India’s greatest match-winning bowler will have to cope with the pressure of expectations. If in his early days as a cricketer, he had to prove his critics wrong, now in his avatar as the coach, he has to prove the pundits right as most discerning voices in the media-space, be it cricket correspondents or former cricketers, have all unanimously proclaimed that his elevation as coach is an excellent rite of passage for the Indian team. Kumble surely will not miss the irony and perhaps with a shrug, will help himself to a tall glass of filter coffee in his sprawling home in leafy Banashankari, a Bengaluru suburb.

When he started as a lanky medium-pacer, a chink in his action forced him to opt for leg-spin. He mastered the craft but the whispers were all about him not being conventional and the initial lack of the classical leg-break. Meanwhile his great rival and friend Shane Warne branded deliveries like the zooter, strung the media and got air-space. In contrast, the engineer from Bangalore, quietly burnished his craft and became indispensable to all his national captains, right from Mohammad Azharuddin to Dhoni, except for a period when Ganguly briefly felt that Harbhajan Singh was his number one tweaker.
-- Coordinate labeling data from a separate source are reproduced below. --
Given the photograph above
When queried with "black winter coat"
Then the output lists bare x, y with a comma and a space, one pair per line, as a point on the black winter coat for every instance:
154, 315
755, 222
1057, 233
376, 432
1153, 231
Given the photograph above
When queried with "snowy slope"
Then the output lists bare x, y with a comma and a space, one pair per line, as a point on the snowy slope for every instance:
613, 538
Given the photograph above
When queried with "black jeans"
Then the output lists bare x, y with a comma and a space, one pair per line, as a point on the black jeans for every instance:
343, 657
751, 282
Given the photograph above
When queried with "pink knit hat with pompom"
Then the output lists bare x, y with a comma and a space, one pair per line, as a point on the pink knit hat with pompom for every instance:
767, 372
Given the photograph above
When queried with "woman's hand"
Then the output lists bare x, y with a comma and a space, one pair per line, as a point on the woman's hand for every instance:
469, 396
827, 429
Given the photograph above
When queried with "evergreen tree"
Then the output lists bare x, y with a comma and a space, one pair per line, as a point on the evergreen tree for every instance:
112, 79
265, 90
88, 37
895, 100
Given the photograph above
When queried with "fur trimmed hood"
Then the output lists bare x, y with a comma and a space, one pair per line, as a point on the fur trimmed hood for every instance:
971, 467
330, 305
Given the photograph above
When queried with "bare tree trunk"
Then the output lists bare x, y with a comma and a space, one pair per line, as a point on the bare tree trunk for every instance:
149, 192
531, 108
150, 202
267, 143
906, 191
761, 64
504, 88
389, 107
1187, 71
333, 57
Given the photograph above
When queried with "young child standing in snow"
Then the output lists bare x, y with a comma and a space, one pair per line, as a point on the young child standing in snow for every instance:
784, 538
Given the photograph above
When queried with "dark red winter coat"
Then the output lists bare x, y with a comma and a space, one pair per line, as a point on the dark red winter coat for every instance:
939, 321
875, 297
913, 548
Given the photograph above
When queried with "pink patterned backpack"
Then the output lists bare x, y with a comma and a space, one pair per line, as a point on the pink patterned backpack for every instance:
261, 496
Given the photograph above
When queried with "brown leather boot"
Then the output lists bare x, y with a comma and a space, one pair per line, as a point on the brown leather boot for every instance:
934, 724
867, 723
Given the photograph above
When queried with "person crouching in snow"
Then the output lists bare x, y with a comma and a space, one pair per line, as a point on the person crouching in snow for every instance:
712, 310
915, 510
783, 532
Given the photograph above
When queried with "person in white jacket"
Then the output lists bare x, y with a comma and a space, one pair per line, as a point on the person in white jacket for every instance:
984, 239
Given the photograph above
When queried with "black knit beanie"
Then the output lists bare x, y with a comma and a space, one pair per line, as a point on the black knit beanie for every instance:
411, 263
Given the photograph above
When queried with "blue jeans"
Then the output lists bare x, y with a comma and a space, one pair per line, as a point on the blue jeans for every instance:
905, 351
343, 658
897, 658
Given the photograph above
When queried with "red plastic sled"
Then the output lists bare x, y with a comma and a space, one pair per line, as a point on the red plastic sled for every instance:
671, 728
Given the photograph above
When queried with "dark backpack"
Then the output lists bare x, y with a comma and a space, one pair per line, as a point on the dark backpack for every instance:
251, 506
Kumble’s varied experiences as a cricketer — rookie, evolving star, match-winner, and skipper — should help him wield a strong influence over the team. He has struck the right notes too in these delirious days when the media and fans are still in their honeymoon phase with India’s latest coach. Kumble has spoken about working like John Wright, who largely operated in the background, goading Ganguly and Rahul Dravid and the rest of the team. When angry, Wright used to jog more and the anecdote about him grabbing Virender Sehwag’s collar was a rare slip in his otherwise calm demeanour.
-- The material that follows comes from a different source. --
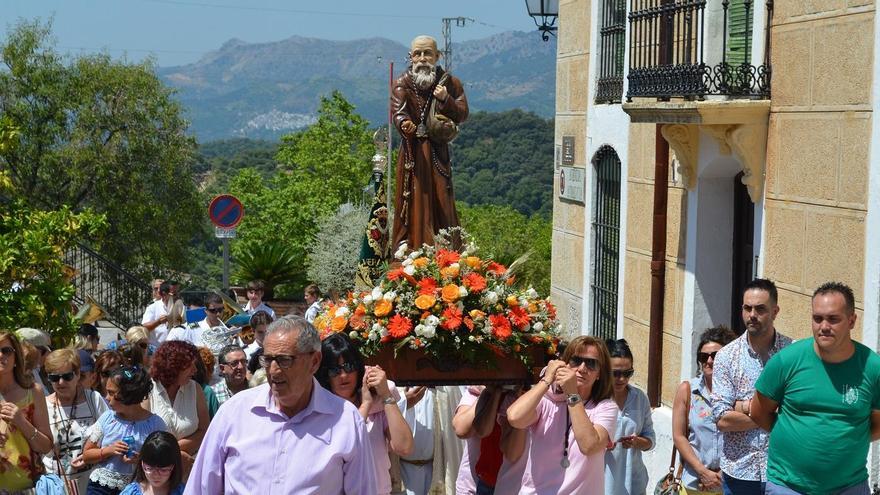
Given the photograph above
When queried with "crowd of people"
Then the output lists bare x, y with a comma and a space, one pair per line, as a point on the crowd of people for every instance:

Kohli, lauded as the next superstar of Indian cricket, is still an evolving player. He is a great in ODIs and Twenty20s while in Tests, he is a damn good batsman, but needs to get past an average of 50 and has to score runs in England, to be talked about in the same breath as Tendulkar. He needs to tone down his anger too and needs support as and when Dhoni retires from limited-over cricket and in Kumble, Kohli may have the right ally.

In 2000 when Indian cricket was mired in the match-fixing mess, it was Kumble along with Tendulkar, Dravid, Ganguly, Laxman and Srinath, who revived the squad. Currently the team is still a work in progress, the word ‘transition’ hovers close and especially in Tests, only a few have seemingly cemented their positions and that includes Kohli, R. Ashwin, Murali Vijay and Ajinkya Rahane. Establishing a wider core-group, lending permanence to the team’s cogs and guiding the unit to victories, be it home or away, will be the essential template under which Kumble will operate.

He has the skills and the goodwill and he will also be aware that icons have tripped as India’s coaches, be it Kapil Dev or Greg Chappell. It is a job that entails scrutiny of the microscopic kind. Kumble, for now, seems prepared for it. In his tribute to Kumble in our website, sportstarlive.com, Chappell used the word ‘selfless’ and if Kumble can bequeath the same attitude to the Indian team, where overall performance rides over individual glory, the squad and its vast legion of fans would be well-served.